Friday, August 18, 2017

An Ancient/Modern Lesson from Evelyn Waugh

Among the Saints and Blesseds traditionally listed in the Roman Martyrology on August 18 is Saint Helena (244-330). Her entry in the Martyrology for today reads: At Rome, on the Lavican road, St. Helena, mother of the pious emperor Constantine the Great, who was the first to set the example to other princes of protecting and extending the Church. The Martyrology says more about Constantine than about Helena (an occupational hazard, perhaps, when your son in an emperor). At least the Latin Church accords her a day of her own. The Eastern Church celebrates her jointly with her son on May 21, the "Feast of the Holy Great Sovereigns Constantine and Helen, Equal to the Apostles." Obviously, Helena was able to accomplish all that she did identifying historical sites and relics in Israel because of who her son was. So perhaps it is only fair that she share her honor with him!

That said, she is certainly a historical personage in her own right. To the rescue, so to speak, came Catholic convert and 20th-century British author Evelyn Waugh (1903-1966), who published Helena, his only explicitly historical novel in 1950. Waugh himself considered Helena his best work - an opinion not widely shared among literary critics and students of Waugh.I was introduced to Helena a decade or so ago when we read it as part of our monthly "Great Catholic Fiction" book club at Saint Paul the Apostle parish in New York. I thought it was an OK book, but at best one of Waugh's minor works. Brideshead Revisited it most certainly is not!. 
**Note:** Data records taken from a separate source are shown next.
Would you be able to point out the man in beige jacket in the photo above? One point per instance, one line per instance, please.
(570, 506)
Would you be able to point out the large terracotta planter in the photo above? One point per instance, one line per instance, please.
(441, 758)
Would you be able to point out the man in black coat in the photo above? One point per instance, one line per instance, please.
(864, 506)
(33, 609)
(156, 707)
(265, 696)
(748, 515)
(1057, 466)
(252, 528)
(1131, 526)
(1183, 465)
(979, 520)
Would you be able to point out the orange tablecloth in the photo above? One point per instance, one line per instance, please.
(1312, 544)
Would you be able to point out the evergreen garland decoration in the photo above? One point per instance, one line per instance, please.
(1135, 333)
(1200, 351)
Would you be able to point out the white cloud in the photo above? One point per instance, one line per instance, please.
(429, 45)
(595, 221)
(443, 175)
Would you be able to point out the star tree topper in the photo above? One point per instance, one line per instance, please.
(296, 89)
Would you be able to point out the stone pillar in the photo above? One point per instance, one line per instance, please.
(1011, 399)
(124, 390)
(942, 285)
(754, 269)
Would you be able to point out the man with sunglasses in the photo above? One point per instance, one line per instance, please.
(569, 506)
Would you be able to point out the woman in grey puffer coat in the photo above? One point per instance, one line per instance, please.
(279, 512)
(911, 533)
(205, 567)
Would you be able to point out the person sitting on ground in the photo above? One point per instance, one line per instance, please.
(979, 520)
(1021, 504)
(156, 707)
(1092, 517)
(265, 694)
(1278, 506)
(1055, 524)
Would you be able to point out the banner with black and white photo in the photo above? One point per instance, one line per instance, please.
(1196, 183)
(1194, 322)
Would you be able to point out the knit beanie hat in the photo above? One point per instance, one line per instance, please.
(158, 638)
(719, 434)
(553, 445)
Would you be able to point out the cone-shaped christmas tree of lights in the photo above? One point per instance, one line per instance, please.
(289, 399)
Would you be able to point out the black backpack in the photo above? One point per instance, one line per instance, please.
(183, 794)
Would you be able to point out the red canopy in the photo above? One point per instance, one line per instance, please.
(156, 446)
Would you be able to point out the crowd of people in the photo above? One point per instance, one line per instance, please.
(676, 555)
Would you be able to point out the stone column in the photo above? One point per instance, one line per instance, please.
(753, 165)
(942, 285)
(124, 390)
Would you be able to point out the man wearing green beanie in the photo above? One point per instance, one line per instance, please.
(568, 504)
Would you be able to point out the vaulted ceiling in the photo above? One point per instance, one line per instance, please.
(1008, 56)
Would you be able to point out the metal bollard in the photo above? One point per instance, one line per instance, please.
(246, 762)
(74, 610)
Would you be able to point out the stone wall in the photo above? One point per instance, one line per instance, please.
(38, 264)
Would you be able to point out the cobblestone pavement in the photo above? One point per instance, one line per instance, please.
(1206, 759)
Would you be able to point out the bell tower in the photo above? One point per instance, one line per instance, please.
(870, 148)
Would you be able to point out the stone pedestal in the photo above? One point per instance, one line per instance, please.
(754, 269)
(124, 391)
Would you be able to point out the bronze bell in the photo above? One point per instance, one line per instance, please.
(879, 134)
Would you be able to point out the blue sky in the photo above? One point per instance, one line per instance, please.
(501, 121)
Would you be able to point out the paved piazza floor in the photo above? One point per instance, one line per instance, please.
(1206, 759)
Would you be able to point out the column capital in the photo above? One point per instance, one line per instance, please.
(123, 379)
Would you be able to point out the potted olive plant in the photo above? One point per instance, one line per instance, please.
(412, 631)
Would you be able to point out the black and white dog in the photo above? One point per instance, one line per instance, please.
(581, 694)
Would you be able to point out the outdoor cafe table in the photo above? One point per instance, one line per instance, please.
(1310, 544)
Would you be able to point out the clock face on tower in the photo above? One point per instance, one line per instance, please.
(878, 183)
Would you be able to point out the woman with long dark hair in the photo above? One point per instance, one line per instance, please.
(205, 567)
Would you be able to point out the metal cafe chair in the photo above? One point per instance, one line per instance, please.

Waugh's Helena draws on the medieval tradition that she was an ancient British princess, a daughter of King Coel ("Old King Cole"). The novel displays some of the humorous satire for which Waugh was so well known, but does so less memorably than some of his more famous works. 

One aspect of the book which I think especially worthy of mention, however, is how it captures the characteristic vanity and ambition of the imperial court and the persistence of murderous palace intrigue, notwithstanding conversion to Christianity.

There are tendencies in some quarters to over-interpret social and political events in pseudo-religious terms.  Nowhere has this been more ridiculously evident in recent years than in the bizarre notion that President Trump is a kind of Constantine figure, appearing on the political scene as the providential protector of Christianity. (See, for example, Blaise Joseph, "Is Trump the New Constantine," https://www.mercatornet.com/articles/view/is-trump-the-new-constantine/17800).

The analogy can be faulted on various counts - not least the fact that secular "political correctness," while problematic in so many serious ways, does not really represent a threat to Christianity comparable to that posed by Constantine's Christianity-persecuting predecessors! Indeed, as the events of this past week have highlighted, an obsessive opposition to "political correctness" may miss more pressing political and moral evils that also need to be forcefully opposed.

But, be that as it may, Waugh's depiction does demonstrate the inevitable limits not just of Constantine the actual historical emperor but of the whole enterprise of making religion an adjunct of political power - which has probably been the most consistent contemporary failing of the American "religious right."